Bootup tests are not available on demand.

The following tables describe the bootup diagnostic tests for a module and a supervisor:

Table 1. Bootup Diagnostic Tests for Modules
Test Name	Description	Supported Modules	Unsupported Modules
EOBCPortLoopback	Disruptive test, not an on-demand test. Ethernet out of band	All F1, M1, M3, F2, F2e and F2 modules	—
OBFL	Verifies the integrity of the onboard failure logging (OBFL) flash.	All F1, M1, M3, F2, F2e and F2 modules	—
FIPS	Disruptive test; run only when FIPS is enabled on the system. An internal test that runs during module bootup to validate the security device on the module.	N7K-M148GS-11 N7K-M148GS-11L N7K-M108X2-12L N7K-M132XP-12 N7K-M132XP-12L All M2 Modules	N7K-M148GT-11 N7K-M148GT-11L All F1 Modules All F2 Modules N7K-F248XT-25E All F3 Modules All M3 Modules
BootupPortLoopback	Disruptive test, not an on-demand test. A PortLoopback test that runs only during module bootup.	N7K-M148GS-11 N7K-M148GS-11L N7K-M108X2-12L N7K-M132XP-12 N7K-M132XP-12L All M2 Modules All F1 Modules All F2 Modules All F2e Modules N77-M348XP-23L N77-M324FQ-25L	N7K-M148GT-11 N7K-M148GT-11L All F3 Modules

Table 2. Bootup Diagnostic Tests for Supervisors
Test Name	Description	Supported Modules	Unsupported Modules
USB	Nondisruptive test. Checks the USB controller initialization on a module.	Sup1, Sup2, and Sup2E	—
CryptoDevice	Nondisruptive test. Checks the Cisco Trusted Security (CTS) device initialization on a module.	Sup1	Sup2 and Sup2E
ManagementPortLoopback	Disruptive test, not an on-demand test. Tests loop back on the management port of a module.	Sup1, Sup2, and Sup2E	—
EOBCPortLoopback	Disruptive test, not an on-demand test. Ethernet out of band.	Sup1, Sup2, and Sup2E	—
OBFL	Verifies the integrity of the onboard failure logging (OBFL) flash.	Sup1, Sup2, and Sup2E	—

Runtime or Health Monitoring Diagnostics

Runtime diagnostics are also called health monitoring (HM) diagnostics. These diagnostic tests provide information about the health of a live device. They detect runtime hardware errors, memory errors, the degradation of hardware modules over time, software faults, and resource exhaustion.
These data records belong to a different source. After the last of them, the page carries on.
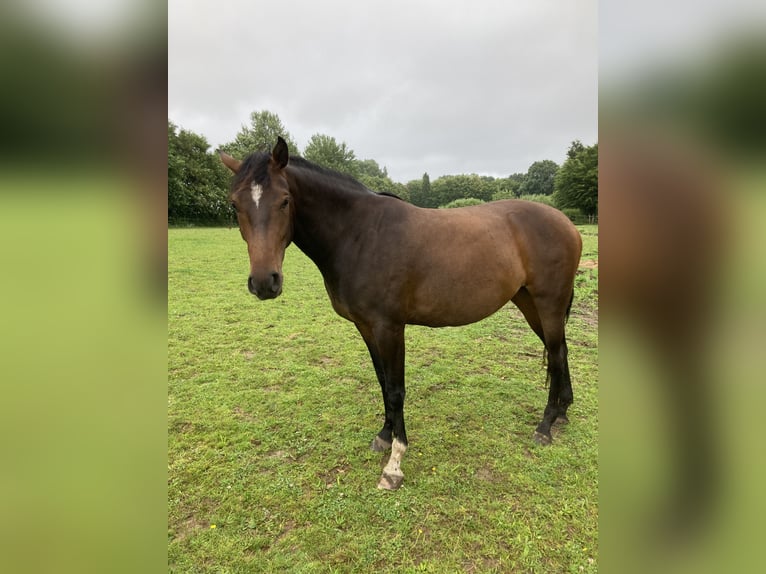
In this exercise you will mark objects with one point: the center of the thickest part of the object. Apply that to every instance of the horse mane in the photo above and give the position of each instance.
(255, 168)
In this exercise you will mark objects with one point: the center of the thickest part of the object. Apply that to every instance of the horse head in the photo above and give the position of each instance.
(261, 197)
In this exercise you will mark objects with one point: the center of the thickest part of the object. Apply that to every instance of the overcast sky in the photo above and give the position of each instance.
(442, 87)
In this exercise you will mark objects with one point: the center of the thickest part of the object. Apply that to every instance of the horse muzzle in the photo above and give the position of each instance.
(268, 286)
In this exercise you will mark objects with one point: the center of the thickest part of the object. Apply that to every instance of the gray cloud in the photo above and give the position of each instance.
(443, 87)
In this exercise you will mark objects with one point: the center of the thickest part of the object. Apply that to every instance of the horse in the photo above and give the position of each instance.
(387, 264)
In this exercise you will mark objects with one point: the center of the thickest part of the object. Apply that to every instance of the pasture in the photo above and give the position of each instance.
(272, 406)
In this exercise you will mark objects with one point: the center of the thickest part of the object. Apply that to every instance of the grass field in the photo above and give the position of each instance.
(272, 407)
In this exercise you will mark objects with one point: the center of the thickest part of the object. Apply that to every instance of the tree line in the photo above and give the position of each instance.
(198, 184)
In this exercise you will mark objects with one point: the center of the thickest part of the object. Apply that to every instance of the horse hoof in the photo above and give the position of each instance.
(380, 445)
(541, 439)
(390, 481)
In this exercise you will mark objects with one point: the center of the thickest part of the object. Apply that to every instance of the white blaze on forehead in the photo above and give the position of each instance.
(256, 191)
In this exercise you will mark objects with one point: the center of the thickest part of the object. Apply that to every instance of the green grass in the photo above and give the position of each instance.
(272, 407)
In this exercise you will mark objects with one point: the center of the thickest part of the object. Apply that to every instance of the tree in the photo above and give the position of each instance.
(420, 191)
(325, 151)
(539, 178)
(370, 167)
(577, 181)
(198, 183)
(260, 135)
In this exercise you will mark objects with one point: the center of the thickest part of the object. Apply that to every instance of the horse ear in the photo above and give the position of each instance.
(280, 154)
(230, 162)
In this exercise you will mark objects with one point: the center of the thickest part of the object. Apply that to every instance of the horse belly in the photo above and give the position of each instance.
(459, 295)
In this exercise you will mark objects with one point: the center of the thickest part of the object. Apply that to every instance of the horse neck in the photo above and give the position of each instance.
(324, 210)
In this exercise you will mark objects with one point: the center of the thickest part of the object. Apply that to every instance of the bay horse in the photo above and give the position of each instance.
(387, 264)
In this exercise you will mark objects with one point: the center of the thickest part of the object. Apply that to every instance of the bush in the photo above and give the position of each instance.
(575, 215)
(462, 202)
(539, 198)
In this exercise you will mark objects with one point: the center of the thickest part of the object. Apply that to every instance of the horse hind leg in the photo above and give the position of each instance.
(547, 320)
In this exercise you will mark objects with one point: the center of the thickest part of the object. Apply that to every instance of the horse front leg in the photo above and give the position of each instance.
(386, 346)
(382, 441)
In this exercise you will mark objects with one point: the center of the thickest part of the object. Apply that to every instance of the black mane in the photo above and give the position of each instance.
(255, 168)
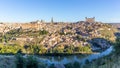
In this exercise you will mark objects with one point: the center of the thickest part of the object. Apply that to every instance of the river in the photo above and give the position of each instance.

Runtime diagnostics are nondisruptive and run in the background to ensure the health of a device that is processing live network traffic. You can enable or disable runtime tests. You can change the runtime interval for a runtime test.

Note

Recommended best practice: Do not change the runtime interval from the default value.

The following tables describe the runtime diagnostic tests for a module and a supervisor.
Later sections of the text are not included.